A Brilliant Goodbye

Hunter S. Thompson is in those fireworks. His ashes, anyway (and if they weren’t entirely ashes before, they are now). Damn, that’s an awesome way to go.

I personally intend to be cremated, since weighing my survivors down with thousands of dollars of wholly unnecessary funeral expenses is not really the way I wish to be remembered. Then I want my ashes formed into the shape of a garden gnome, the kind that ironic hipsters steal and then send all over the world, photographing each place they go to and sending pictures back to the owner (which I assume would be someone I know). I think that would be fairly amusing.

12 thoughts on “A Brilliant Goodbye

  1. I’m more of a lawn flamingo person, myself.

    (That said, it’s entirely possible to have a burial that doesn’t cost umpty-ump dollars.)

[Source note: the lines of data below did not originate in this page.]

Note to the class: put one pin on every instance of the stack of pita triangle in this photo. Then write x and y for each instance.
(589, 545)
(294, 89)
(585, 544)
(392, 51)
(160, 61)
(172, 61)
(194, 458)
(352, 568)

  2. quite a fine way to go
    however my personal favorite remains
    Rasheed Roland Kirk’s

    he left instructions for his ashes
    to be very finely ground
    and mixed with a large quantity
    of prime herb
    which was to be smoked at a gathering
    of all his loved ones…

    ==============

    which is a bit like the boy
    who, when his security blanket
    was down to the size of a large postage stamp,
    ate it

  3. A long long time ago – probably when I was only barely a teenager, at best guess – I read something which concerned somebody who was accidentally buried when they weren’t quite dead. Not an uncommon story, by any means, but something about this one really stuck in the recesses of my psyche. I distinctly remember that for some reason the body was disinterred, and was found to have broken and torn fingers from clawing at the coffin lid…

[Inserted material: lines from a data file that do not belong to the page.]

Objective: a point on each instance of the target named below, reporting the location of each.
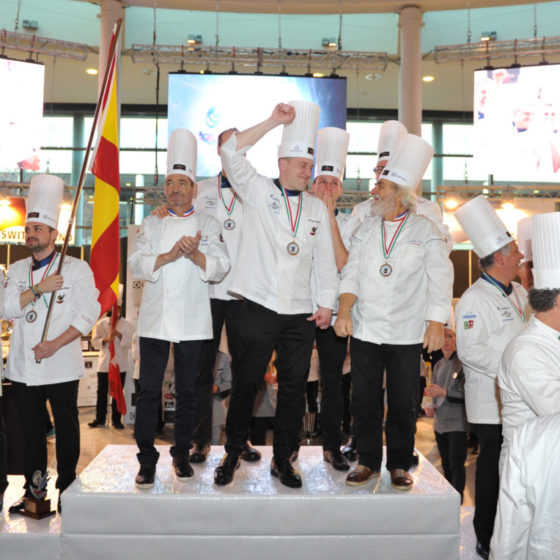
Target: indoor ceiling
(317, 6)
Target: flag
(105, 257)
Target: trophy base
(37, 509)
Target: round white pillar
(410, 75)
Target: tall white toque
(524, 236)
(44, 200)
(546, 256)
(181, 154)
(389, 135)
(332, 147)
(408, 162)
(483, 226)
(298, 137)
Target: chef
(529, 376)
(489, 314)
(285, 231)
(389, 135)
(177, 256)
(395, 296)
(217, 198)
(50, 369)
(332, 147)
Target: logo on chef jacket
(468, 321)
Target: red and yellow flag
(105, 232)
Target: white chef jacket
(527, 526)
(424, 207)
(529, 377)
(175, 298)
(76, 306)
(393, 309)
(122, 345)
(265, 272)
(485, 322)
(210, 202)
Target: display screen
(21, 111)
(207, 104)
(516, 119)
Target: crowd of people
(279, 269)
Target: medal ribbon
(387, 251)
(185, 215)
(518, 307)
(229, 209)
(294, 226)
(46, 273)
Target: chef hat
(524, 235)
(181, 153)
(389, 135)
(483, 226)
(44, 200)
(546, 256)
(408, 162)
(332, 147)
(298, 137)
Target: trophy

    Ever since then, I’m damned if I’m going any other way than being burnt up – ideally on a pyre whilst laments are being sung and mead is being quaffed, but that might be a little unrealistic.

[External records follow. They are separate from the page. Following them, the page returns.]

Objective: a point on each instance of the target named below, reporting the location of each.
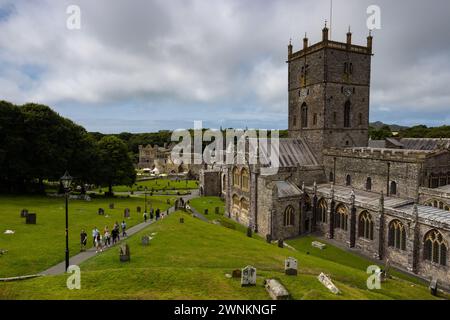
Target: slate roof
(292, 153)
(287, 189)
(428, 213)
(424, 143)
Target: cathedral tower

    And yes, the second part of Kill Bill did freak me the hell out.

    As to the main subject of the post, if there was ever a more suitable use of “It’s how he would have wanted it”, I can’t think of one.

  4. Ever since then, I’m damned if I’m going any other way than being burnt up

    Have you seen the X-Files episode “Hell Money”? ;)

  5. Ever since then, I’m damned if I’m going any other way than being burnt up

    Have you seen the X-Files episode “Hell Money”? ;)

    Or Scrooged?

    K

  6. Modern embalming kills you, just in case you weren’t dead (the death certificate prevents it from being murder, just in case you are dead). The first thing they do is sever the spine, with a knife.

    After that the chemicals pretty much make certain.

    For those, like myself, who have religious/philosophical objections to embalming, well you pays your money, you takes your chances.

    Maia’s grandfather was cremated. We have a few bits of him on the shelf. A small bit of his ashes were made into a pottery glaze and used on a pot she made. Her mother did the same.

    It came out sharp, cranky and corssgrained, much as he was when he died.

    If I get cremated, I want something similar done. I know we will be doing that when her mother passes (God forbid it be anytime soon).

    TK

  7. My wife won’t go for it, but I thought i’d be cool to be cremated and then have my ashes mixed in with steel to form the carbon-steel blade of a broadsword.

    Is that your father’s sword?

    No, that sword is my father.

  8. I’ve always been a donate my body for spare parts and med students guy. Hopefully, I’ll be saving lives or at least improving them, and a last-act burst of good kharma can’t hurt. Then, my friends and family can take the money they would have spent on a cremation or funeral and have a grand wake, or donate money in my name to charity, or whatever they feel they need to do…

  9. the “taking photos of a stolen garden gnome
    and sending them to the owner” is actually a plot
    part of the french movie “amelie”.

    which i am sure scalzi knows, i am just plugging
    the movie which is quite charming.

  10. My father died this spring and he was cremated, according to his wishes. I always thought cremation would be cheap, but the whole thing still cost over $1,000–and that was bare-bones, no service, basic black box cremation. I cannot imagine the amount of money that goes into that business. The thing that really amazed me was the amount of money the newspapers get from publishing obituaries. We only ran a few lines and that was over $100. Those obituaries that run the length of a page must cost a fortune.

  11. My husband Lyndon told me that he wanted to be cremated and have his ashes buried under an oak tree in his home village. But he also wanted me to keep some of his ashes so that he’d always be with me.

    “Not a problem. Do you mind if I change them into a diamond and wear them in a ring?” I asked.

    After his eyeballs retracted, I explained about LifeGem, a company that will take cremated ashes, extract the carbon from them, and use it to make man-made blue and yellow diamonds. He liked the idea, so 8 oz. of his ashes will eventually be turned into a blue diamond.